Einerseits ist es klar, dass ein Motorrad aus 1938 mit einem aus 2013 nicht mehr viel zu tun hat, alleine schon der Einfluss der Elektronik, ohne die ein Motorrad wie die GS für Normalsterbliche vermutlich auf Dauer unfahrbar wäre, aber andererseits ist schon spannend, wie viele Grundkonzepte sich in allen 3 Generationen wiederfinden. Motor, Antriebsstrang, für 80 Jahre Entwicklung ist der Wiedererkennungswert immer noch enorm.
Für eine kleine Überraschung hat dann aber doch das Faktum gesorgt, dass auch die Oldtimer problemlos zu fahren sind.

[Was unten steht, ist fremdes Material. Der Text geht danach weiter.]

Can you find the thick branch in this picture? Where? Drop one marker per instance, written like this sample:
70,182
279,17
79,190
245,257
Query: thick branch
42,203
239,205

Wenn der Motor einmal rennt, dann hat man eigentlich beim Fahren nicht mehr das Gefühl, sich in den Anfängen der motorisierten Menschheitsgeschichte zu bewegen. (Es sei hier natürlich auch nicht der Aufwand vergessen, den Afficionados wie Prof.  DI Ehn im Motorradmuseum Sigmundsherberg betreiben, um diese Oldtimer im vorgefundenen - perfekten - Zustand zu halten).
Natürlich merkt man Unterschiede in der puren Mechanik, auch sind 22 PS mit ca. 125 PS nur bedingt vergleichbar, aber irgendwie sind wir als Fazit hier doch wieder bei der angesprochenen Familienaufstellung.

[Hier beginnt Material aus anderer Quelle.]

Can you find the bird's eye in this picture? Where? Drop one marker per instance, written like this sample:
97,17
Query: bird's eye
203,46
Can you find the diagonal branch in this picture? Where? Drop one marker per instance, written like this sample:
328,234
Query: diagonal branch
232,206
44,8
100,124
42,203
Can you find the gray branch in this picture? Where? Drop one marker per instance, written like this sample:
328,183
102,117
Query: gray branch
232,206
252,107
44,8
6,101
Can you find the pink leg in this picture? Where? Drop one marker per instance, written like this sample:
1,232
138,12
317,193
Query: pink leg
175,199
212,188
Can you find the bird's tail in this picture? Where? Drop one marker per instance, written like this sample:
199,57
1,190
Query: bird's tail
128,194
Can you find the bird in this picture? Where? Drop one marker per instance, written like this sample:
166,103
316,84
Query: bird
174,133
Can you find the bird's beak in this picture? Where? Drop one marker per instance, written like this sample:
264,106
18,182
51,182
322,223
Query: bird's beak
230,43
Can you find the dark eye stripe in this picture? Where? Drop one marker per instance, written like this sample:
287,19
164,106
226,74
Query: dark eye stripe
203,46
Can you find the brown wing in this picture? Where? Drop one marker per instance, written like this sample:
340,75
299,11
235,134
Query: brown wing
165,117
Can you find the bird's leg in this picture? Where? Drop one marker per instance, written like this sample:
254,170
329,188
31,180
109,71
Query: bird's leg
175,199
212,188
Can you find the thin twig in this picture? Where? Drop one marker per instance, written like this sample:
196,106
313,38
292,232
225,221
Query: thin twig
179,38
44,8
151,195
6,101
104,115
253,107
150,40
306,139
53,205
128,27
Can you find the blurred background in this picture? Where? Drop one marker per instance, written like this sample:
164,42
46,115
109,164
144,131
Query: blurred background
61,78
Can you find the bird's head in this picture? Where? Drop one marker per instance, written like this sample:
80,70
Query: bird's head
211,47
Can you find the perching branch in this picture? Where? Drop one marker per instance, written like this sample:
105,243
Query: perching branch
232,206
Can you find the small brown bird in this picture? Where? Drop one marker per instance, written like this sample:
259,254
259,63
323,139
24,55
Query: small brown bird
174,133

Technische Daten der drei anlässlich des 90-Jahre-Jubiläums gefahrenen Motorräder:

BMW R 71 Bj. 1938


745 ccm SV, B/H=78/78 mm (quadratisch)
22 PS bei 4.600 U/min.
4-Gang-Fußschaltung mit Hand-Hilfsschalthebel, Kardanwelle, Doppelschleifen Rohrrahmen, Teleskopgabel vorn, Geradeweg
Hinterradfederung,
Leergewicht 187 kg,
Vmax 125 km/h,
Stückzahl 3.458.
Besonderheit: Die "doppelten" Zylinderköpfe, die eine gute Durchlüftung und optimale Kühlung gewährleissteten. Vorbild für die russischen Ural und Dnepr-Modelle infolge Zuverlässigkeit und Langlebigkeit.

BMW R 67/2 Bj. 1954

594 ccm, OHV, B/H=72/73 mm (fast quadratisch)
28 PS bei 5.600 U/min.
4-Gang-Fußschaltung mit Hand-Hilfsschalthebel, Kardanwelle, Doppelschleifen Rohrrahmen, Teleskopgabel vorn, Geradeweg Hinterradfederung,
Leergewicht 192 kg,
Vmax 145 km/h, Stückzahl 4.234.
Besonderheit: neue Motorgeneration, besonders glattflächig und robust. Gleiche Konstruktion mit 500 ccm - BMW R 51/3.  Wurde im Prinzip bis zur R 50 und R 60S bis 1969 beibehalten. Die gefahrene R 67/2 hatte die damals neue Duplex Vorderradbremse, die im Modelljahrgang 1955 von der Vollnabenbremse abgelöst wurde.

BMW R 1200 GS Bj. 2013

1170 ccm, 125 PS bei 7750 U/min
6Gang Handschaltung, Kardanwelle, zweiteiliges Rahmenkonzept aus Haupt- und daran angeschraubtem Heckrahmen, mittragender Motor BMW Motorrad Telelever; Zentralfederbein Gewicht fahrfertig und vollgetankt 238 kg
Vmax über 200 km/h
Besonderheit: neue Motorgeneration - Luft-/Flüssigkeitsgekühlter Zweizylinder-Viertakt-Boxermotor mit zwei obenliegenden, Stirnradgetriebenen Nockenwellen und einer Ausgleichswelle.